On a similar note, Michael Schrage writes that when experimenting with change - or with anything else for that matter, it’s also important to keep in mind common sense rules. In The Innovator’s Hypothesis, he points to the following:
- clarify the target outcome (because narrowly defined outcomes will not help!);
- articulate well what the proposed changes will involve - the simpler, the better;
- introduce changes in some places of the organization but not in others - they should bear some common characteristics, of course – and use “treatment groups” and “control groups”.
Fast, frugal and fruitful experiments using the 5x5x5 design
When it comes to designing and implementing so-called fast, frugal and ultimately fruitful experiments, the same Michael Schrage explains in Serious Play (1999), that blue sky/ anything goes experiments are not the answer. Instead, friendly rivalry between teams, sharp deadlines and experimenting in a way that commands strategic attention and respect, are healthy substitutes.

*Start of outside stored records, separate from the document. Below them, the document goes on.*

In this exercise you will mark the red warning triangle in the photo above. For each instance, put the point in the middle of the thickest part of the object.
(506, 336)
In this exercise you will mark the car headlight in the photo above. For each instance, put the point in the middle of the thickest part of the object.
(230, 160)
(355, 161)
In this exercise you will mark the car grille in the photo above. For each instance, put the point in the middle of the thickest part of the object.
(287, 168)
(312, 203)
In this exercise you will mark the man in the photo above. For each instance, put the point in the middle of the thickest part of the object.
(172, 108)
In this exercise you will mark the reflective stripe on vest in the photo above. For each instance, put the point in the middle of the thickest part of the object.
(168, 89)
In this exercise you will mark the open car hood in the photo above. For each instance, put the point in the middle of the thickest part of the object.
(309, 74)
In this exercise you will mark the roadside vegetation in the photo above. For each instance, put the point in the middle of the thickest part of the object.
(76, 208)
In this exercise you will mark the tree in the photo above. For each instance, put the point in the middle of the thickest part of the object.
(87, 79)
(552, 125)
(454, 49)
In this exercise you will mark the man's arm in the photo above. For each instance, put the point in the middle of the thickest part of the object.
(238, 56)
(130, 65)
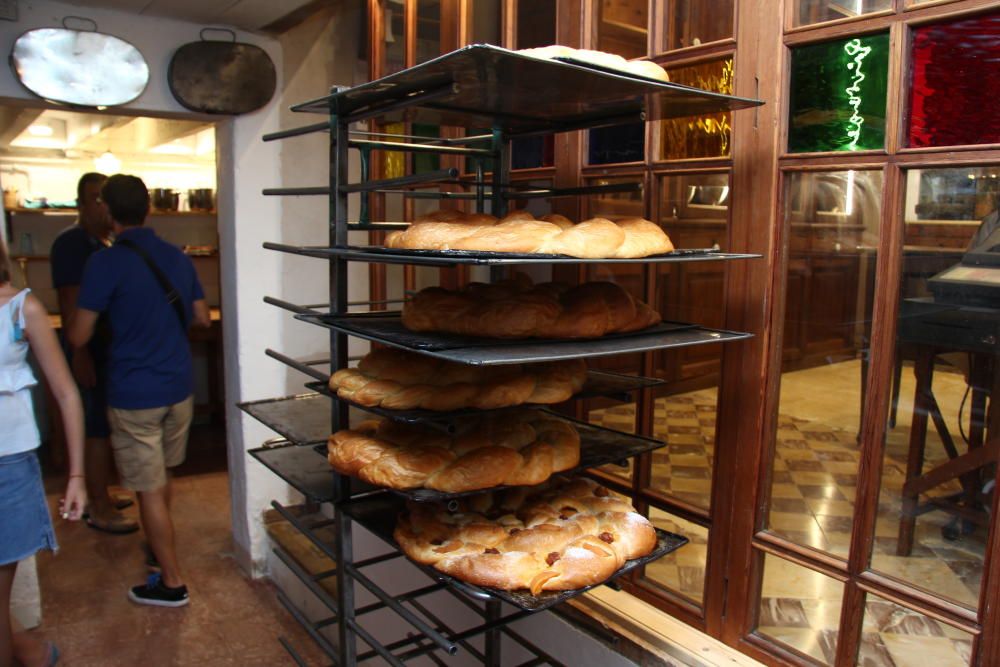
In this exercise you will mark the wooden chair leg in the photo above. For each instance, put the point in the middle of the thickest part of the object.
(897, 377)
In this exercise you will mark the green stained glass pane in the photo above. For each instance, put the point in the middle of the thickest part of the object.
(838, 92)
(699, 136)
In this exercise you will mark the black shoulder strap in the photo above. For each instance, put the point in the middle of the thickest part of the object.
(173, 297)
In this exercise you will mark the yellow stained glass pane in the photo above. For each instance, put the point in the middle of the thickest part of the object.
(699, 136)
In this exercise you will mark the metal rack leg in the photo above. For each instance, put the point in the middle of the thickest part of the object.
(345, 591)
(493, 635)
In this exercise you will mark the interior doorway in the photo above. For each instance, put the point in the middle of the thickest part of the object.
(43, 152)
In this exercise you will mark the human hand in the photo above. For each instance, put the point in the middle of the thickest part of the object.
(71, 506)
(83, 368)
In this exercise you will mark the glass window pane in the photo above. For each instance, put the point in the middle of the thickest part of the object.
(428, 30)
(619, 416)
(817, 11)
(694, 22)
(800, 608)
(536, 23)
(620, 143)
(833, 223)
(686, 422)
(694, 211)
(838, 93)
(954, 83)
(395, 37)
(486, 22)
(895, 635)
(933, 535)
(681, 571)
(425, 161)
(699, 136)
(621, 27)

To this end, he points to the 5x5x5 model in which a minimum of 5 teams of 5 people are given no more than 5 days to come up with a portfolio of 5 business experiments that should take no longer than 5 weeks to run and cost no more than 5,000 EUR to conduct. Each experiment is attached to a business case, explaining how running that experiment gives insight into a possible 5 million EUR savings or 5 million EUR growth opportunity for the firm. In his article for the European Financial Review, Schrage exemplifies how this model might be used to create experiments in the financial services sector (debit and credit card swipe machines), or in the IT service sector (call centres).
Altering the blueprints: the most challenging experiment of all
Altering an organization’s “blueprint” (4) – or its internal process - is intuitively disruptive and destabilizing and likely the most difficult experiment organizations might ever undertake. After all, abruptly changing the way people are rewarded for their efforts or in the way they report to top management can have dramatic effects on their performance.
Source: Baron, Hannan, and Burton (2001)
In an analysis of high-technology start-ups in Silicon Valley, professors Baron, Hannan and Burton found that changes in the employment models or blueprints embraced by organizational leaders increase turnover, but adversely affect organizational performance. The magnitude of the effect of change depends on the “destination” – or which new blueprint (employment model) they want to migrate to. For example, the movement to bureaucracy from either the engineering model or an aberrant blueprint produces significantly less turnover than the abandonment of another basic model (especially the star type) for bureaucracy. Knowing his, innovation managers can design smooth transitions without risking a high attrition rate.
Summing up, whether a routine practice or a periodic “check”, experimentation is part of a healthy innovation mentality and should be pursued accordingly. As more organizations experiment with change, the better they will be quipped to brace whatever the future brings them.
(1) Judging probabilities of future events based on how easy those events are to retrieve from memory
(2) Reacting to a particular choice in different ways depending on whether it is presented as a loss or as a gain – e.g., a new product development could be framed as a chance to change the world, or as a change to embarrass the entire organization
(3) Assuming that because people are good at doing A they will be good at doing B, C and D
(4) For example, the star model refers to attachment based on challenging work, reliance on autonomy and professional control, and selecting elite personnel based on long-term potential, while the bureaucracy model involves attachment based on challenging work and/or opportunities for development, selecting individuals based on their qualifications for a particular role, and formalized control.